Monika poussa la porte de la porcherie. Celle-ci s’était à peine mise à grincer que les occupants de la bâtisse foncèrent en un mouvement anarchique et violent vers les écuelles, se disputant les meilleures places au moyen de coups d’épaule et de morsures. Une grosse truie était allongée dans un compartiment solitaire. Elle allaitait une petite meute de porcelets. La porcherie entière frémissait dans l’agitation explosive des bêtes. Monika s’était adossée contre un mur près de la truie. Elle tira l’homme vers elle d’un geste délicat, chuchota quelques paroles. Lucien ne pouvait les entendre dans le boucan infernal de la porcherie en révolte. L’adolescente arborait des seins généreux sous son shirt, discordants en quelque sorte avec sa silhouette fluette. Elle ferma les yeux. Lucien approcha ses lèvres de celle de l’adolescente, esquiva la bouche au dernier instant, posa ses lèvres sur la joue de l’enfant, les laissa couler le long de son cou ; Monika mordit l’homme tendrement ; elle lâcha ses mains, s’en alla. Lukas faisait des tours de tracteur dans la cour. L’homme du chantier était parti. Lucien prit Lukas par la main, remonta avec l’enfant à l’appartement. Monika les suivit. Elle aida Lucien à préparer le repas du soir. Elle mit trois couverts. Le soleil du soir, venant du sommet d’une belle colline, pénétra dans la pièce. Monika commenta à Lukas les images de son livre.

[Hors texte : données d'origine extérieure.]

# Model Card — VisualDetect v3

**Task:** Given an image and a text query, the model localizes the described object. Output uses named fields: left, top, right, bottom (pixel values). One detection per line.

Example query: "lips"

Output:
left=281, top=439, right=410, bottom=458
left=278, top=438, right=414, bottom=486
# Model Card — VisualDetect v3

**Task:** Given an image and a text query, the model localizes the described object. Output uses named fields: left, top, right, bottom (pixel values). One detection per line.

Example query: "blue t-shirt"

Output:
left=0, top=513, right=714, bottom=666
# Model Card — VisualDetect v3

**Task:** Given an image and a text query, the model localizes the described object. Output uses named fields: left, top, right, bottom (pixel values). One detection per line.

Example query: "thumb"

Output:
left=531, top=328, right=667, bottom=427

« Je peux être sa sœur ? » demanda l’adolescente après qu’ils aient commencé le repas ensemble.
« Comment ça ? », dit Lucien. « Pour jouer ? »
« Non. Pour de vrai. J’aimerais être sa sœur. »
« Si tu veux. Sois sa sœur alors. »

La nuit Monika revint, se faufila à travers la porte, se glissa sous le corps massif de l’homme.

« Je suis enceinte » fit la jeune fille d’une voix toute petite. « C’est mon grand-père qui l’a fait. »
« Il faut avorter » répondit Lucien.
« C’est trop tard. J’ai déjà du lait dans les seins. »

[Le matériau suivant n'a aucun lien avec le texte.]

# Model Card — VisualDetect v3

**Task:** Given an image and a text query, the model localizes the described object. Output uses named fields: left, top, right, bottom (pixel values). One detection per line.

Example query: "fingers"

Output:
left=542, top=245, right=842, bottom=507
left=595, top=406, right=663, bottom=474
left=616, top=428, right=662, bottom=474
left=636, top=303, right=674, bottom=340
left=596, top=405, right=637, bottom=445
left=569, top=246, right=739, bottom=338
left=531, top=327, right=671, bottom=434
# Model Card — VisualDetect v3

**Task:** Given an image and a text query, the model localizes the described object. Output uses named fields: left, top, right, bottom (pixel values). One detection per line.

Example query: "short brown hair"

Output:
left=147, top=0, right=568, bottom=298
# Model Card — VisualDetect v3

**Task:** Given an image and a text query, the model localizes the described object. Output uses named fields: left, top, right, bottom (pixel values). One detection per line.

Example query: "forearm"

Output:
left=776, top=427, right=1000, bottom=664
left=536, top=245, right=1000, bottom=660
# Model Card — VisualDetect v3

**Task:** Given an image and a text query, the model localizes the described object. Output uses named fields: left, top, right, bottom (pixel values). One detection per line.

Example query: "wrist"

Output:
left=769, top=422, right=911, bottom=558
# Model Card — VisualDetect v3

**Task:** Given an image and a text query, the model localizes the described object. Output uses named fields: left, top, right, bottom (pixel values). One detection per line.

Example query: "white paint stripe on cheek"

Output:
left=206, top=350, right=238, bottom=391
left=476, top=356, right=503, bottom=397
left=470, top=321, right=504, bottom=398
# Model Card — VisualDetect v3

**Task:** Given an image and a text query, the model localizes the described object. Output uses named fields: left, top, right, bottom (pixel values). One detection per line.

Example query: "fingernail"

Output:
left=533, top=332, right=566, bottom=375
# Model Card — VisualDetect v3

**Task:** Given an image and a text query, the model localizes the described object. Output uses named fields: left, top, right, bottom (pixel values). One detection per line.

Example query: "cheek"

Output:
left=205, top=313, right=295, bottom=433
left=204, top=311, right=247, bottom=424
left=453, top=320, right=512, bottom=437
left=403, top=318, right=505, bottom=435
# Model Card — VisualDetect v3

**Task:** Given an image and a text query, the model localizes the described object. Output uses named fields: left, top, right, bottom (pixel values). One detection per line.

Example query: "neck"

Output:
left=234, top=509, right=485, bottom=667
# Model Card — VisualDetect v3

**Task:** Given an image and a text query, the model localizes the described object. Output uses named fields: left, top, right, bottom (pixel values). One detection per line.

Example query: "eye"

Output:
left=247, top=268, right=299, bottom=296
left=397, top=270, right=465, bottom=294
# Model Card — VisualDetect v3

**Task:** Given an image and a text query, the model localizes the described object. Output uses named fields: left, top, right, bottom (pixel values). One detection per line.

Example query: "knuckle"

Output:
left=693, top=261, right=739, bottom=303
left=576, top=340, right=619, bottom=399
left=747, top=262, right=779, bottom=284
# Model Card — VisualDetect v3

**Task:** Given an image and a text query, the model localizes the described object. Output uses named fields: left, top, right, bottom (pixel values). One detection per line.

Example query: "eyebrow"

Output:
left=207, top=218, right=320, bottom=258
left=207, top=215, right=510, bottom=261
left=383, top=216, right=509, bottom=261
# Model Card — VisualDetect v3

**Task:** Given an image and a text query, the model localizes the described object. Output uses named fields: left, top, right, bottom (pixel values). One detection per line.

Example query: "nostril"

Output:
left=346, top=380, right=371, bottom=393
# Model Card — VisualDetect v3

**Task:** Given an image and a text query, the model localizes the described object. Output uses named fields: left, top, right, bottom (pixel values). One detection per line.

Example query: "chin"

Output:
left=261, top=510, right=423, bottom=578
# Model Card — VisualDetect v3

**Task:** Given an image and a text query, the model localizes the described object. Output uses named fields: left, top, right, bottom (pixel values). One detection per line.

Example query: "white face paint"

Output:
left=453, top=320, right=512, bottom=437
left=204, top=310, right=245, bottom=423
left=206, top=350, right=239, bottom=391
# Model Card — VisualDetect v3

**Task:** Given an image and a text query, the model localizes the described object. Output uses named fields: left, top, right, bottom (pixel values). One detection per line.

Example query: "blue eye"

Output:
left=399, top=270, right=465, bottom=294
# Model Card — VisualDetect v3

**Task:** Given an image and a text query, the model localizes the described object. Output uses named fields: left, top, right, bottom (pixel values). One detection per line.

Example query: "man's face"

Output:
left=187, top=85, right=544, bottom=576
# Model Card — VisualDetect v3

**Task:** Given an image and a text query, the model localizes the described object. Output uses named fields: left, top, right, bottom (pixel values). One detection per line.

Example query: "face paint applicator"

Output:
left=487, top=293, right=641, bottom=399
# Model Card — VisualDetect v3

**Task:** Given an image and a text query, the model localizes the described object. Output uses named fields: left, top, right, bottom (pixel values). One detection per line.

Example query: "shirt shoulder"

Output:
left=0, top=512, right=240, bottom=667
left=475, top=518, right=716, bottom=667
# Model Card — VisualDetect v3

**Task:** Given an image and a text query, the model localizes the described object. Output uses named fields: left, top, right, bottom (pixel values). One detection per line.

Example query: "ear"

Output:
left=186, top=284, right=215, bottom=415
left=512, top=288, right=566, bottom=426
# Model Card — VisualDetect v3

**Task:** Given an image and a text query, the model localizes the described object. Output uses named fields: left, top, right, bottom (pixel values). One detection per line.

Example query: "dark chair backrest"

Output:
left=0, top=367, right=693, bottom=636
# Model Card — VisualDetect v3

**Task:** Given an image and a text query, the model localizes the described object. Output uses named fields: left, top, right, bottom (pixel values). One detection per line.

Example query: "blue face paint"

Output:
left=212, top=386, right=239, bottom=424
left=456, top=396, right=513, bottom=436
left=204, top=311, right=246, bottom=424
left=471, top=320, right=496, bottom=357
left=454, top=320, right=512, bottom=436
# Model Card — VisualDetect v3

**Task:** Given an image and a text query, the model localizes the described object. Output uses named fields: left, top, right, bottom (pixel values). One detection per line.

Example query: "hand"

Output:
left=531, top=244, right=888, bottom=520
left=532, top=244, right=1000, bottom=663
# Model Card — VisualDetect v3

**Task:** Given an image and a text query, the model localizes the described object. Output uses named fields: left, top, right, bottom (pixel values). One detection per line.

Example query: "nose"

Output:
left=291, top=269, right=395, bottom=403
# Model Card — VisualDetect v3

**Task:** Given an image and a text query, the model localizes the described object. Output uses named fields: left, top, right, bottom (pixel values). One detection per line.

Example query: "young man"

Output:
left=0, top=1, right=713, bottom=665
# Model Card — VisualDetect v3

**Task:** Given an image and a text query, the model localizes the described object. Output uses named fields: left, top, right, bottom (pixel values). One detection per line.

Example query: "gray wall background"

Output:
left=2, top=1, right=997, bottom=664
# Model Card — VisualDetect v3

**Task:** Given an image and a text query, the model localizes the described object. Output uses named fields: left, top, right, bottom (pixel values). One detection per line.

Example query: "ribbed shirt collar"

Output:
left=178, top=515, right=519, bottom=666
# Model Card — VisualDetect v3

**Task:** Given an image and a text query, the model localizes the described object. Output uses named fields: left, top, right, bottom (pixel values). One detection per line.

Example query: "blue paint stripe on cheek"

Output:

« Je voudrais que tu sois le père » poursuivit Monika en enlaçant le torse de l’homme. « Je voudrais tant que ce soit toi le papa, non grand-père. »

Le lendemain ils reprirent la route. Lucien avait décidé de rouler toujours tout droit, de s’éloigner toujours plus des lieux d’où ils venaient. La famille était complète. Il n’y avait que Nina qui manquait.